Man muss sich nicht Ludwigs Klimabewusstsein oder seine soziale wie religionstolerante Ader zum Vorbild nehmen, um sich als junger Mensch mit dem leidenschaftlichen Schlossbauherrn zu identifizieren. Dazu genügt schon ein etwas genaueres Hinsehen bei einem Besuch im Schloss Hohenschwangau, das Vater Kronprinz Maximilian 1837 im neugotischen Stil umbauen ließ und in dem die Kinder Ludwig und Otto größtenteils Kindheit und Jugend verbrachten. Im nach wie vor heimelig wirkenden Schloss fallen vor allem die zahlreichen Wandbilder auf. Oft taucht hier der Ritter Dietrich von Bern, eine der bekanntesten Heldenfiguren des deutschen Hoch- und Spätmittelalters auf. Ein "Captain America" des 19. Jahrhunderts, wie die Leiterin einer Familienführung kürzlich treffend feststellte.

Der Schwan hat als namensgebendes Wesen der Schlösser Hohenschwangau und Neuschwanstein sowie der ganzen Region eine mittlerweile rund 1000-jährige Geschichte, blickt man auf die erste urkundliche Erwähnung der Doppelburg Vorder- und Hinterschwangau als "Castrum Swangowe" im Jahre 1090. Das Tier zieht sich wie ein roter Faden auch durch die Bilderwelt in den Schlössern. Nach "Schwanenritter" Lohengrin ließ er später einen Raum auf Neuschwanstein einrichten, in einem Schwanenboot ruderte er nächtlich über den nahen Alpsee oder ließ sich durch die illuminierte Grotte von Schloss Linderhof ziehen. Welcher Teenager wäre nicht begeistert, hätte er die Möglichkeiten, seine Träume so auszuleben? Und dann noch ein Schloss sein Eigen nennen, in dem man jeden Raum nach seinen Superhelden oder den Lieblingsszenen aus Filmen (damals Opern) gestalten kann?

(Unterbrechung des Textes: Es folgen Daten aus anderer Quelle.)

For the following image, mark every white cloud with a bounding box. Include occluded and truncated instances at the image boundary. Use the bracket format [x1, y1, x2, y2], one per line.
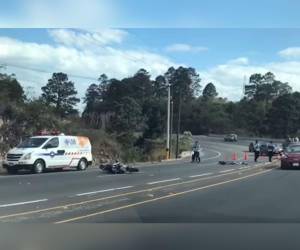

Magnus Peresson ist immer wieder traurig, wenn Ludwig II. wegen seiner Ausflüge in die Fantasie, die aber oft von Haltung geprägt waren und denen Taten folgten, als Sonderling angesehen wird. Es sei längst überfällig, ein anderes Bild vom Bayernkönig zu zeichnen. "Er war nicht der Verrückte, als der er gerne hingestellt wird."